Mais l'hôte se garde bien d'évoquer le dossier sensible des retraites, pourtant clé de voûte de l'accord qui se dessine entre l'exécutif et une partie de la gauche pour éviter la censure du gouvernement Bayrou. Autour du buffet, la remise en question de la réforme Macron nourrit les discussions. Ce week-end, alors que s'achèvent les dernières tractations, la mise sur pause pendant six mois de ce texte semble prendre forme.

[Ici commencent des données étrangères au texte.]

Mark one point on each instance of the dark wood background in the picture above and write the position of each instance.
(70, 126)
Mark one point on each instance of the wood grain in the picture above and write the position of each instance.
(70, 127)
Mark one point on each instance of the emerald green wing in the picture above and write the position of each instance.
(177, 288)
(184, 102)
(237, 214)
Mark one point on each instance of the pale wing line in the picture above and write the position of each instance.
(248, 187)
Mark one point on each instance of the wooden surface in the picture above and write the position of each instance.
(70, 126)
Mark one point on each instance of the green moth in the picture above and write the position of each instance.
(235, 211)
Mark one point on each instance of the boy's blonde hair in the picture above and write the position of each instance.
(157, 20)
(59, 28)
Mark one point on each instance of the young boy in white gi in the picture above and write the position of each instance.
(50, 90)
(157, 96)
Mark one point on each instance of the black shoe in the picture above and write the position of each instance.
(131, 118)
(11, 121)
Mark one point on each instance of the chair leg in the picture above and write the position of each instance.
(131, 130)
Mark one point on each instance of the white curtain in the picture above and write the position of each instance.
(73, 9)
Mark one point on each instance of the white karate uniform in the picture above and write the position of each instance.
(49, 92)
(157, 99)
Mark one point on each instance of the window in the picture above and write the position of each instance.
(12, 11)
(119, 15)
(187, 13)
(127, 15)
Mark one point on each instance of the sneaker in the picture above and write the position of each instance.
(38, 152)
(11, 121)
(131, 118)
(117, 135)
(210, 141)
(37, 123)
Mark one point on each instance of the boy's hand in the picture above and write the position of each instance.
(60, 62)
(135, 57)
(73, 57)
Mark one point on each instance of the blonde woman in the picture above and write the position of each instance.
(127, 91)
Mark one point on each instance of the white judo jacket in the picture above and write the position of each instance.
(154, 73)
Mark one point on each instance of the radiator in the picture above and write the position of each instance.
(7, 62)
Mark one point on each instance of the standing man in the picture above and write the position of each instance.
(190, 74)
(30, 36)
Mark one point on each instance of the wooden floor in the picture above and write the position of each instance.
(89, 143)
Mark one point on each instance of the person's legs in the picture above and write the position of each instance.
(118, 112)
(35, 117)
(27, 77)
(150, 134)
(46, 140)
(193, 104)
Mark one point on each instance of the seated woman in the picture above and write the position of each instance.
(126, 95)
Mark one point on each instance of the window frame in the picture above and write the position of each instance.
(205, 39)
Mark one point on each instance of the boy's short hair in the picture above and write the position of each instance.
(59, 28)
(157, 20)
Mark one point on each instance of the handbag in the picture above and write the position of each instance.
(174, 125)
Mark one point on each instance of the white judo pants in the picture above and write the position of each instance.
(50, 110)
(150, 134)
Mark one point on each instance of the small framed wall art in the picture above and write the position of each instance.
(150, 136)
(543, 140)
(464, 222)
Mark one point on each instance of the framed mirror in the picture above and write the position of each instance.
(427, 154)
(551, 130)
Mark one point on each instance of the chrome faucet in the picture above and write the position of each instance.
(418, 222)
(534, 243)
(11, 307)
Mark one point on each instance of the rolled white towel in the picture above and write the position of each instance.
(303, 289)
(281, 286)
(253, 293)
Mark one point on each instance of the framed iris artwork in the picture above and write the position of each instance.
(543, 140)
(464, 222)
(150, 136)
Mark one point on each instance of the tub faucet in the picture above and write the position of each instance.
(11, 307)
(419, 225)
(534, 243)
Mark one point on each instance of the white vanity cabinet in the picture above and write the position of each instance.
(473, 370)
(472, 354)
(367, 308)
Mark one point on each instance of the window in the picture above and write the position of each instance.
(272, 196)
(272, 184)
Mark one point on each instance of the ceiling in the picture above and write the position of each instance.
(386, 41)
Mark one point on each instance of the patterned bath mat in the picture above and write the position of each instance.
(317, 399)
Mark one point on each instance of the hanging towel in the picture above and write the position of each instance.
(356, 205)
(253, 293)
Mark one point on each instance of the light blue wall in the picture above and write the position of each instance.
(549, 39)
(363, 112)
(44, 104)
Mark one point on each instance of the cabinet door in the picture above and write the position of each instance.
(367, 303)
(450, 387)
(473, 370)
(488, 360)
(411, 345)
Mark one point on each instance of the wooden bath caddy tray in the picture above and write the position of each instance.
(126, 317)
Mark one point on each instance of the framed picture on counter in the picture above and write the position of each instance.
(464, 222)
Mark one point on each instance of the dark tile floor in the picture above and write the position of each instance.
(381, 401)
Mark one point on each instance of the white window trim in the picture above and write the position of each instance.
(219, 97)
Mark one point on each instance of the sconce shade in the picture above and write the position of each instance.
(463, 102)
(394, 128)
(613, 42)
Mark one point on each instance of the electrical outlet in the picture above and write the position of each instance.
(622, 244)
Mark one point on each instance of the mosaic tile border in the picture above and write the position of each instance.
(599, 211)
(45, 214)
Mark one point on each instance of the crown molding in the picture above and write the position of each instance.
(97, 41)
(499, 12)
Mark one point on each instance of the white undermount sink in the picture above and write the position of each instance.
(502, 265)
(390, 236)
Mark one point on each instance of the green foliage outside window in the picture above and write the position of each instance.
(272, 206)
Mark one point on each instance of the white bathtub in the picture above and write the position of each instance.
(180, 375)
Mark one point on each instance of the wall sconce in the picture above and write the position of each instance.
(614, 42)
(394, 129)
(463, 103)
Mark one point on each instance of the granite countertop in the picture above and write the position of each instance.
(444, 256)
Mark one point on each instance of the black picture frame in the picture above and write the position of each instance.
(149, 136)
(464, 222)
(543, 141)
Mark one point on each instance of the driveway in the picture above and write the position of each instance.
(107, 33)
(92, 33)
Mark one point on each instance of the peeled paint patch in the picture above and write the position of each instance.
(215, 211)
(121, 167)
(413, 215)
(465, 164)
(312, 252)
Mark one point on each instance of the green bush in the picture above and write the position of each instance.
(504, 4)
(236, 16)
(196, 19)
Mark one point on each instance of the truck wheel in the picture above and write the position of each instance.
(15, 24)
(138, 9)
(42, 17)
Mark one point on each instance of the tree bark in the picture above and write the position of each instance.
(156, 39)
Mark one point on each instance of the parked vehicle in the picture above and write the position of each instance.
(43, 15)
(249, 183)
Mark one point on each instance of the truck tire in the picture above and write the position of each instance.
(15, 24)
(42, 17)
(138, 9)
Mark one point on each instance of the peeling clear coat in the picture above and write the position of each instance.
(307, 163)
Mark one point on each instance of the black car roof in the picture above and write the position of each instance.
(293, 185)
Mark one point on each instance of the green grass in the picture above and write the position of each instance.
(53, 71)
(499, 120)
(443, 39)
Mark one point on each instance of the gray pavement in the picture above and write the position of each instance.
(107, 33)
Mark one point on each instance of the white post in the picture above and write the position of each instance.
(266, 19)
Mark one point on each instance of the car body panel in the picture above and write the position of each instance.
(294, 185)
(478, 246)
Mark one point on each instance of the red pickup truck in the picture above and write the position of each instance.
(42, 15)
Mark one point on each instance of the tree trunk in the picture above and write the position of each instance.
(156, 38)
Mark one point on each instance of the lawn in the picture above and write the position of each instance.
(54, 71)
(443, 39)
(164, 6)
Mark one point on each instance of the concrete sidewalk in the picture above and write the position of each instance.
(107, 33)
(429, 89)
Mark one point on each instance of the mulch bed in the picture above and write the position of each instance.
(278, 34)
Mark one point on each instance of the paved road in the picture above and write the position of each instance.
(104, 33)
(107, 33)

Ce sera LA « concession remarquable » exigée par les socialistes, le scalp pour justifier leur émancipation des Insoumis.
Les partenaires sociaux sont les premiers surpris de l'inflexion du gouvernement. Pour les syndicats, qui ont bataillé pendant des mois contre ce texte, c'est le cadeau qu'ils n'attendaient plus. Avec, en prime, la remise en question de l'âge légal de départ à 64 ans désormais à portée de main. Le patronat s'étrangle, et tente d'alerter, y compris l'Élysée. Mais comment faire le poids face à la nécessité d'avoir un peu de stabilité politique ? « Qui peut se payer une nouvelle censure ? Depuis la dissolution, l'économie recule... Que feront les patrons si la France reste sans budget ? » se justifie l'exécutif.